According to Carroll, projects covering a wide range of medical and health-policy topics received nearly identical termination notices despite addressing different research questions. An HHS spokesperson did not respond to requests for comment, leaving unanswered questions about who authorized the cancellations and what evaluation process, if any, guided the decisions.
The funding changes coincide with a broader policy shift inside the Department of Health and Human Services. The AHRQ letters identified several new priority areas for future research, including nutrition, autism, telehealth, long COVID, artificial intelligence, antibiotic resistance and what the agency described as the "overmedication of children."
Several of those themes closely align with Kennedy's "Make America Healthy Again" agenda, which has emphasized nutrition, chronic disease and skepticism toward aspects of conventional medical practice. The overlap has prompted questions from researchers about whether political priorities are reshaping federal health research funding.
Some scientists also pointed to apparent inconsistencies. Although antibiotic resistance was listed among the agency's priorities, at least one terminated project focused specifically on combating antibiotic-resistant infections.
Unlike the National Institutes of Health, which primarily funds biomedical discoveries and disease research, AHRQ concentrates on improving how health care is delivered.

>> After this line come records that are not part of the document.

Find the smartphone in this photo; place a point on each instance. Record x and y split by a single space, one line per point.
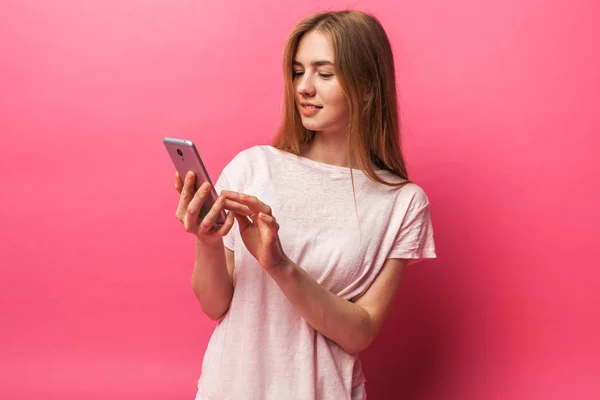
186 158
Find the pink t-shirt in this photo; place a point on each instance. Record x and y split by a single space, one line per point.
263 349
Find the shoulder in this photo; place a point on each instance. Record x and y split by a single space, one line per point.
411 197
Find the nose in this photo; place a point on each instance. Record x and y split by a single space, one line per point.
306 87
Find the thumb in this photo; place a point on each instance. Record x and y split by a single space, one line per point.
243 221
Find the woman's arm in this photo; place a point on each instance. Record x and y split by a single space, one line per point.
212 278
352 325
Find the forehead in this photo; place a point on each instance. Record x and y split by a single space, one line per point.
314 46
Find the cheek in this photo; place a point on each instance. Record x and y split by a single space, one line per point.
334 96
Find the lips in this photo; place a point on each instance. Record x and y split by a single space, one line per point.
309 106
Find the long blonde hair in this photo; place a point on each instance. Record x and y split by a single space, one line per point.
364 64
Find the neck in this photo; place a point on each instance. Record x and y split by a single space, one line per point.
328 149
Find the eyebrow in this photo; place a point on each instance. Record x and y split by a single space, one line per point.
318 63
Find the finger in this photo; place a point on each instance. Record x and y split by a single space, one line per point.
251 201
178 182
188 186
211 216
270 221
243 221
223 230
195 205
185 196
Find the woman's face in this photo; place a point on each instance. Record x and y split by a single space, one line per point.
319 96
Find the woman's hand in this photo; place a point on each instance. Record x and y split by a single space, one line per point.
258 229
188 210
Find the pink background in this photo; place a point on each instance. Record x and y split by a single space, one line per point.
501 122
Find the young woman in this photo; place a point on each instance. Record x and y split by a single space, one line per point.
327 220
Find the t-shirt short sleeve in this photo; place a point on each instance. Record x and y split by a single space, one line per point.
414 240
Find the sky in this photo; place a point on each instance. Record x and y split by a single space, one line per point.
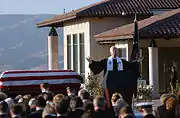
41 6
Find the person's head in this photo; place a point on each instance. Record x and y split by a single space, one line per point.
114 51
16 109
41 102
3 96
48 97
75 102
170 103
49 111
70 90
164 97
27 96
145 108
17 98
4 107
126 111
44 86
84 94
99 103
114 98
120 103
88 110
9 101
62 106
173 68
58 98
32 104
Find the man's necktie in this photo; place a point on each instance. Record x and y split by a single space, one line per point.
115 65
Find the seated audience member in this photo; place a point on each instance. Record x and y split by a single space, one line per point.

Its grants often examine hospital operations, patient safety, health insurance systems and methods for improving outcomes across the medical system.

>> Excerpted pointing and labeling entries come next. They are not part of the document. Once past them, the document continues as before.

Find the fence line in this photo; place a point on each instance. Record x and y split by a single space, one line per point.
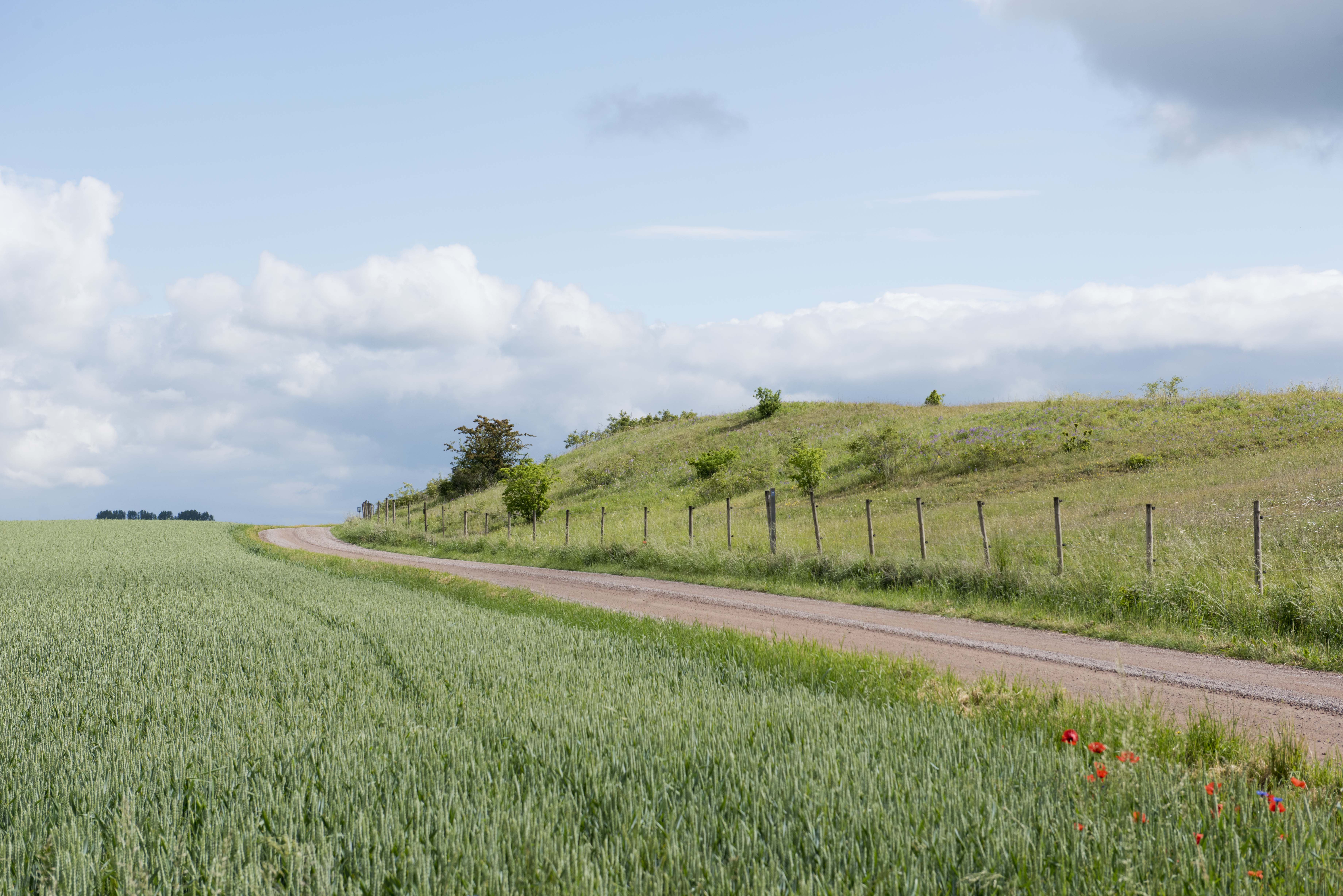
1259 565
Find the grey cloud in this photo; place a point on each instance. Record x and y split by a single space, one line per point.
1219 73
633 115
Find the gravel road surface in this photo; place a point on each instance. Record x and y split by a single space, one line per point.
1260 695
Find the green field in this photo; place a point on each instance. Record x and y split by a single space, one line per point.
189 711
1201 460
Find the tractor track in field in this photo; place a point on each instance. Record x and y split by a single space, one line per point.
1262 696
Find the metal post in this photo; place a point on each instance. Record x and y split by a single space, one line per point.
923 538
1059 535
770 519
1259 553
984 534
1150 508
816 524
730 524
872 542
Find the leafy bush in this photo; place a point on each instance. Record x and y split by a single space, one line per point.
769 402
808 467
1076 441
527 487
888 452
711 463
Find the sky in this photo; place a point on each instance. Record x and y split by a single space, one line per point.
262 260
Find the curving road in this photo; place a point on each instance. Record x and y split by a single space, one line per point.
1263 696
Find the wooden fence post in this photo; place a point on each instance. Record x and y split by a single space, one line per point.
816 524
984 534
1150 508
923 538
1059 535
1259 551
771 519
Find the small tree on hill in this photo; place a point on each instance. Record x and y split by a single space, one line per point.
484 452
711 463
808 467
769 402
526 487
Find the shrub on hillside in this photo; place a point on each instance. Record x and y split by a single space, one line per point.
527 487
769 402
706 465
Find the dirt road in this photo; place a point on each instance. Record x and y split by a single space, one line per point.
1260 695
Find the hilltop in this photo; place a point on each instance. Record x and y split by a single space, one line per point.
1201 460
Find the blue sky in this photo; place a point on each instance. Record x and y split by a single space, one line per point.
213 189
328 132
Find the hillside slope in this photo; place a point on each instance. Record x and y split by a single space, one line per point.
1200 460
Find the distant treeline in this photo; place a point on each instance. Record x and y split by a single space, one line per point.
151 515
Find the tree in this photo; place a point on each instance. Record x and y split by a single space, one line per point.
711 463
526 488
769 402
808 469
887 452
484 452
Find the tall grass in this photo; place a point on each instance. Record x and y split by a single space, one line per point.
189 717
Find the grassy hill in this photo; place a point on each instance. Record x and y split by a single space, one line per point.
1201 460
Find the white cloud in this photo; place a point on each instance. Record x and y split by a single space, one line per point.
1216 73
633 115
965 197
674 232
300 394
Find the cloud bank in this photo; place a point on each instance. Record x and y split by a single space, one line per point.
297 395
633 115
1217 73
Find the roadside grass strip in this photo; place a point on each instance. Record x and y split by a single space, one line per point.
190 710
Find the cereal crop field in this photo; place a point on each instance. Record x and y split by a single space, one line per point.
183 714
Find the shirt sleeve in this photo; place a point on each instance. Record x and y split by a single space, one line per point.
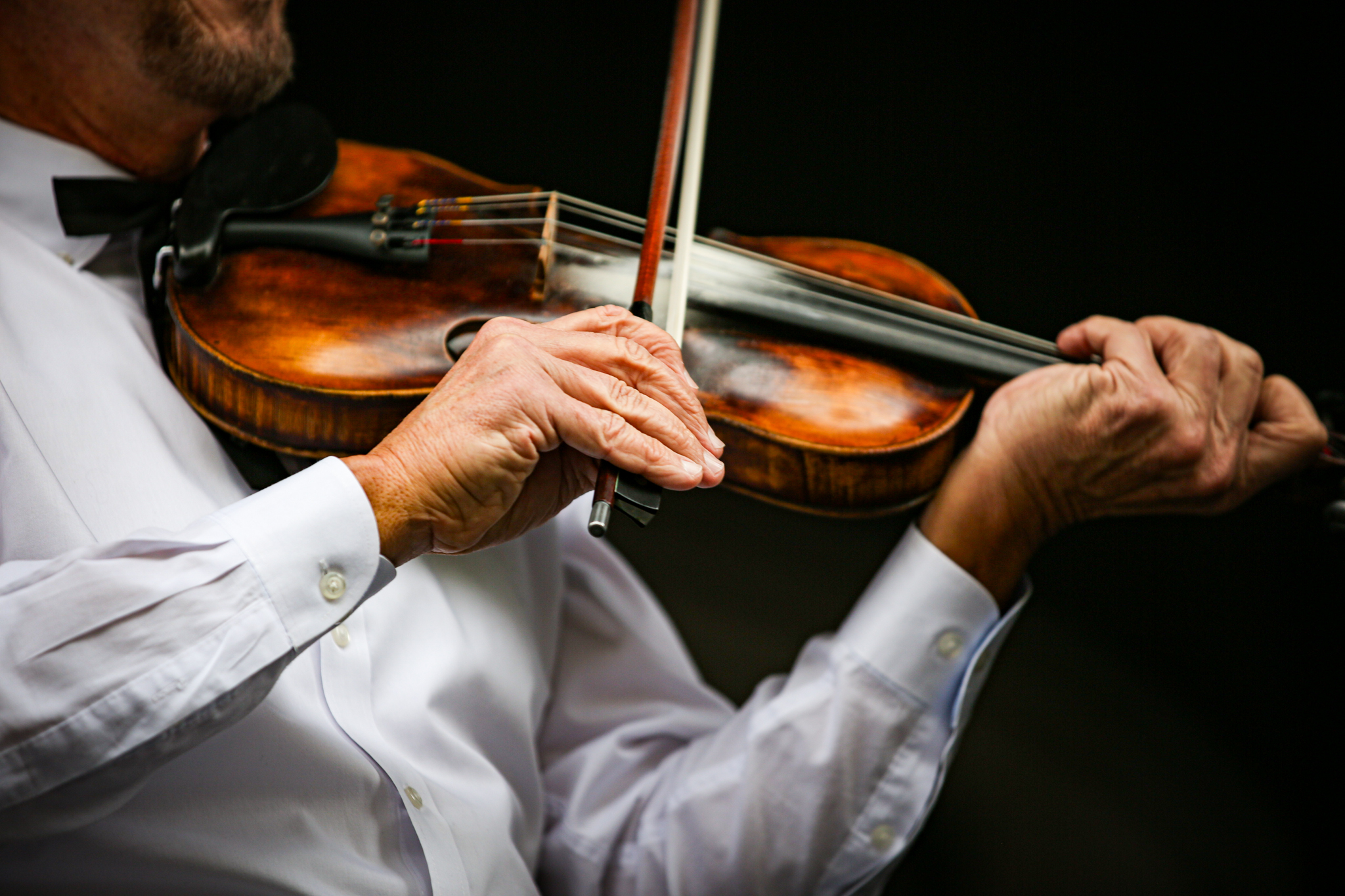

Typical AHRQ awards range from roughly $300,000 to $3 million over periods of two to five years. While relatively modest compared with larger federal biomedical grants, they frequently provide essential funding for research teams, early-career investigators and long-term health policy studies.

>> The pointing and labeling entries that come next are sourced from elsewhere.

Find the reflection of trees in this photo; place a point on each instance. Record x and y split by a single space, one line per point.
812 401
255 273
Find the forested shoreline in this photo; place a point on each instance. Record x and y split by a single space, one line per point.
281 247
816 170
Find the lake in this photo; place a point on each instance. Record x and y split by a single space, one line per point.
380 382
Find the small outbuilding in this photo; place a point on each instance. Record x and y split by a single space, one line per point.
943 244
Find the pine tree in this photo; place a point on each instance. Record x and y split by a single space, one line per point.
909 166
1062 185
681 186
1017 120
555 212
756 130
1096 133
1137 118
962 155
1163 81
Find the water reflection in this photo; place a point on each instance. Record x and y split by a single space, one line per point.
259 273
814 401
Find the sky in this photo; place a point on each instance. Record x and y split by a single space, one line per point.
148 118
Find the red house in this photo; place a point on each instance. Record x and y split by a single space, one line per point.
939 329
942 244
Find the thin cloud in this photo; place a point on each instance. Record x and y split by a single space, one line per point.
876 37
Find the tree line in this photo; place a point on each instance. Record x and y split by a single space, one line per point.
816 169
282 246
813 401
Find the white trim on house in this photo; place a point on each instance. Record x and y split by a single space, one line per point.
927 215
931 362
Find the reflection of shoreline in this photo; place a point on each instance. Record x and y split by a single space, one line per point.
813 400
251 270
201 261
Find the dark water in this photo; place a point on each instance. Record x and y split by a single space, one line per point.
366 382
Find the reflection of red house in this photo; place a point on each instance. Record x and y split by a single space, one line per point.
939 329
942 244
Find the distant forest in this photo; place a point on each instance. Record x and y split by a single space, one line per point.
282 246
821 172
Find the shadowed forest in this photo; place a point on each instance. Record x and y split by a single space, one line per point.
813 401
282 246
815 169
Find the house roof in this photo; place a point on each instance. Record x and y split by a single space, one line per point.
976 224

Researchers say the cancellations have already forced difficult personnel decisions.
Eric Roberts, a professor at the University of Pennsylvania, told Notus that his research focused on improving care for older, lower-income Americans enrolled in both Medicare and Medicaid. When expected grant payments failed to arrive after the federal shutdown, he initially believed administrative delays were responsible.
"We didn't hear anything after the federal shutdown," Roberts said.
As uncertainty continued, Roberts said he laid off a postdoctoral researcher and reassigned other employees to projects supported by alternative funding sources.
"We've managed to eke out two papers in the last year but they are truncated," he said.
The uncertainty extends beyond established investigators. Several canceled grants had been structured as career-development awards designed to give younger researchers protected time away from clinical work or teaching responsibilities while building independent research programs.
Dr. Nora Becker, an assistant professor at the University of Michigan Medical School, said her AHRQ award had allowed her to devote most of her professional time to research during the past three years.
"I don't know anybody who has ever lost a career development award the way I have," Becker said. "It has introduced a huge amount of stress and uncertainty."
Her university has temporarily reduced her clinical workload while she seeks replacement funding, but Becker said the sudden loss of support threatens the continuity necessary to establish a long-term academic research career.